Außerbörsliche Handelssysteme
Börsen kämpfen um Privatanleger

Die etablierten Börsen geraten im Wettbewerb mit außerbörslichen Handelssystemen um Privatanleger zunehmend unter Druck. Vor allem attraktive Kunden, also solche mit vielen Handelsaufträgen im Jahr, weichen einer Studie der Universität Augsburg zufolge auf alternative Handelssysteme aus. Der Grund: niedrigere Kosten.

FRANKFURT. Die Weiterentwicklung der außerbörslichen Angebote könnte diese Entwicklung noch verstärken. „Die Umfrageergebnisse zeigen, dass den Börsen zwar auch weiterhin eine sehr herausgehobene Bedeutung im Markt zukommt. Gleichwohl wird der Wettbewerb um die Privatkunden härter“, sagte Dennis Kundisch, Projektleiter der Studie „Online-Brokerage“ der Universität Augsburg und des Karlsruher Forschungszentrums Informatik, die dem Handelsblatt vorliegt.

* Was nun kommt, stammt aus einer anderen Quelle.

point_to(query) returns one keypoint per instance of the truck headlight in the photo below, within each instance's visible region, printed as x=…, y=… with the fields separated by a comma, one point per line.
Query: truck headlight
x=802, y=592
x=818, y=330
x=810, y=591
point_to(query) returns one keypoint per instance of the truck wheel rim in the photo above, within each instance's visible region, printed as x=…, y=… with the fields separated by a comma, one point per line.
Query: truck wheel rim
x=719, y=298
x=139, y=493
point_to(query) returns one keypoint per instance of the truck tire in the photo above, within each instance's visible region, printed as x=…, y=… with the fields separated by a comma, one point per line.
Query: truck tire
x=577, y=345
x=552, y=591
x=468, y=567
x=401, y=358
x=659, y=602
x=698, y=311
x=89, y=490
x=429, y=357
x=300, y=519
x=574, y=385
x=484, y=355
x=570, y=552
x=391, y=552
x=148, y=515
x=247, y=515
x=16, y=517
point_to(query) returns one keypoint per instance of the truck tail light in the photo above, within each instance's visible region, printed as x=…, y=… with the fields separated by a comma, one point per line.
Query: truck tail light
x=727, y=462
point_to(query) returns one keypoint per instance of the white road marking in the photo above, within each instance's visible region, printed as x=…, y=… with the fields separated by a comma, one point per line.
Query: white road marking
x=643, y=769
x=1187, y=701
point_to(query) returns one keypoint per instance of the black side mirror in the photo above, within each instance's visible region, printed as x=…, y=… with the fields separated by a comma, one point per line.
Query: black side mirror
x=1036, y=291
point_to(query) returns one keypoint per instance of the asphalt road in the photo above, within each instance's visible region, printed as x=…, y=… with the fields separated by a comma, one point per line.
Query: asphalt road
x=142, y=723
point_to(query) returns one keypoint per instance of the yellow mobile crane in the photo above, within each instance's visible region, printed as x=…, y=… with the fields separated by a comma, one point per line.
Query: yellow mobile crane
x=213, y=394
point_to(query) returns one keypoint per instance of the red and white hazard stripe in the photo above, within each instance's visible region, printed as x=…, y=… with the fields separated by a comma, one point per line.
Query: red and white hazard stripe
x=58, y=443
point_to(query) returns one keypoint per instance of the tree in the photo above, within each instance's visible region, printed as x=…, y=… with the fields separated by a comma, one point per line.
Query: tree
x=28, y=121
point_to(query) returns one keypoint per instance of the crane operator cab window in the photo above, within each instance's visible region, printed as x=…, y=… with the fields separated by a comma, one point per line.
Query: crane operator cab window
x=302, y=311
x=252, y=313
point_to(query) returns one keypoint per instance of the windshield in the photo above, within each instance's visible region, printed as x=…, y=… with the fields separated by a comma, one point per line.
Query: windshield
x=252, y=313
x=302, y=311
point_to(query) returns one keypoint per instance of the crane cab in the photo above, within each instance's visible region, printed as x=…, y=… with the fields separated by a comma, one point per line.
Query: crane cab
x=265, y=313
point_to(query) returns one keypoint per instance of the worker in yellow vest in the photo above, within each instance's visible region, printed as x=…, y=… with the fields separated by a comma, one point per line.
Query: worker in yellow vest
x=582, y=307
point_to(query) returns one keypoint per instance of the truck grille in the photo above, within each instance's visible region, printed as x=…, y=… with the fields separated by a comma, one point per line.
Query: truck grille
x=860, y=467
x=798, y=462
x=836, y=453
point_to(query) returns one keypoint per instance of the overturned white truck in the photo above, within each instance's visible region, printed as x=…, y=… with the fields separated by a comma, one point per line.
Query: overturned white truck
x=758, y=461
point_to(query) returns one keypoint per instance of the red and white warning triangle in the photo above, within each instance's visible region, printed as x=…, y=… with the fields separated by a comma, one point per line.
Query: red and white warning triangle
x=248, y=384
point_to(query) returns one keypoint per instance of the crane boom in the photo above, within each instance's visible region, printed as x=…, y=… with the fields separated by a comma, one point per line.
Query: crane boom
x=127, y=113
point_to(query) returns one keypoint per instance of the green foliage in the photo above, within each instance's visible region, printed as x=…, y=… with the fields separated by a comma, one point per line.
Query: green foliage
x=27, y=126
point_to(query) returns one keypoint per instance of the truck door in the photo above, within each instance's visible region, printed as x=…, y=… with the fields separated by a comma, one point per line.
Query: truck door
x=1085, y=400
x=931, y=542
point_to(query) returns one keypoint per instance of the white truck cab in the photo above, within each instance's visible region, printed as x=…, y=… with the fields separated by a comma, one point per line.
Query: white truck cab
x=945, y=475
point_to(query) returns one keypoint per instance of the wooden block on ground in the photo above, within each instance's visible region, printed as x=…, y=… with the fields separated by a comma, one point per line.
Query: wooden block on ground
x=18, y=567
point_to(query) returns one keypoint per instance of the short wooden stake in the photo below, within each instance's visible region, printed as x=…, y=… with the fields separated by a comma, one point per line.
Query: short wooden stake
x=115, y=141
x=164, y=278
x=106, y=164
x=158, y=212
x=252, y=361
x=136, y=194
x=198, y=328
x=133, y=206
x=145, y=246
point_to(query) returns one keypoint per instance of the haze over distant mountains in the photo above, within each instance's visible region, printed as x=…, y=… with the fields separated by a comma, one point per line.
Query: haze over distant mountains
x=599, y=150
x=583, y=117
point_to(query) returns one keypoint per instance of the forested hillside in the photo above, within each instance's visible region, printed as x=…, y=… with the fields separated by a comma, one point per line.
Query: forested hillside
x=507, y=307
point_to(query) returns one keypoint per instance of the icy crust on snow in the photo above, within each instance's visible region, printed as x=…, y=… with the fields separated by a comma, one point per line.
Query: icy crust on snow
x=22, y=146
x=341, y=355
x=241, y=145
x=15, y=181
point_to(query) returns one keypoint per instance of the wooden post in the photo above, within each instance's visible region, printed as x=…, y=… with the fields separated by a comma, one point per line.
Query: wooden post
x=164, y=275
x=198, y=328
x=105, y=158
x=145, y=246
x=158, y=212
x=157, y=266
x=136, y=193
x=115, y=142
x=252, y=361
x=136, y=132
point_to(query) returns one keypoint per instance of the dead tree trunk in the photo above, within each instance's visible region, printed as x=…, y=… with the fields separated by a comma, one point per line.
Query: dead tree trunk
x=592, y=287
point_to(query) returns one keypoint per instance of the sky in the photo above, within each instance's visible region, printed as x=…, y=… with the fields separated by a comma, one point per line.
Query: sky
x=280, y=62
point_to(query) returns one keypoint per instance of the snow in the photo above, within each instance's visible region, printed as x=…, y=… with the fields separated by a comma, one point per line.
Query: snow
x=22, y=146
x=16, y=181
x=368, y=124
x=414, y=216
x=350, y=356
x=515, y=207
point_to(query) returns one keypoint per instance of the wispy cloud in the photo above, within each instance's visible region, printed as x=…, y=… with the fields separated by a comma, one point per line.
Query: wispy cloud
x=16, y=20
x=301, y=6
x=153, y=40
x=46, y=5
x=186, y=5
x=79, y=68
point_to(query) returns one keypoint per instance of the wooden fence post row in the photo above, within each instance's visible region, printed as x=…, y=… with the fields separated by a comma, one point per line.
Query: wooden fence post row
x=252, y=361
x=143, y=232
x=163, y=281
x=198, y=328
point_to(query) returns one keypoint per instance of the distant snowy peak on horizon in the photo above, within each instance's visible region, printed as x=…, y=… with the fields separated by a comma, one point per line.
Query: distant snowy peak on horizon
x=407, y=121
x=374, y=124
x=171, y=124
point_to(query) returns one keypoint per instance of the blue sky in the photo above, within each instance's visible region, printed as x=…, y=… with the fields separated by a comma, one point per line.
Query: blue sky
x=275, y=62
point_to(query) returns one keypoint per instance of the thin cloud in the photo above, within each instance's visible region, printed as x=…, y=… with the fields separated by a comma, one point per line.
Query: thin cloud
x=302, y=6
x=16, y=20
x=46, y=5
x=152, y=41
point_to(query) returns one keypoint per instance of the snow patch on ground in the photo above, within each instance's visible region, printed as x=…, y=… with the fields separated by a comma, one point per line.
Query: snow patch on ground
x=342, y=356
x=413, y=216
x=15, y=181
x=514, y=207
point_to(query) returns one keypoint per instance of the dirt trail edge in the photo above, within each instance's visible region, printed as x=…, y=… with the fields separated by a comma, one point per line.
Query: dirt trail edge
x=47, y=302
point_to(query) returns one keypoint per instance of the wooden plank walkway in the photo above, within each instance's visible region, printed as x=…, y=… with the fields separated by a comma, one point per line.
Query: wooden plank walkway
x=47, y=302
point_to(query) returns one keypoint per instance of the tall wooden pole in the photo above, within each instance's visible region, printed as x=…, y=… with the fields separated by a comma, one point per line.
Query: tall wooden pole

Vor allem im Wachstumsbereich „verbriefte Derivate“ zeigt sich die zunehmende Bedeutung der außerbörslichen Handelsplätze. Von den 1



800 befragten Privatanlegern kaufen mittlerweile mehr als 53 Prozent Hebelprodukte außerbörslich. Dabei wurden 20 Prozent der außerbörslich aktiven Anleger erst im letzten Jahr zur Nutzung dieser Handelsplatzalternative animiert. „Ein Zeichen, dass diese Form des Handelns an Attraktivität gewinnt“, so Kundisch. Der Studie zufolge weichen vor allem solche Anleger auf außerbörsliche Systeme aus, die oft handeln. Solche „Heavy Trader“ sind besonders attraktive Kunden, schließlich zahlen sie bei jedem Geschäft Gebühren. Lediglich bei Aktien behaupten die etablierten Börsenplätze ihre dominierende Stellung. Dort kommen sie noch auf einen Marktanteil von fast 86 Prozent.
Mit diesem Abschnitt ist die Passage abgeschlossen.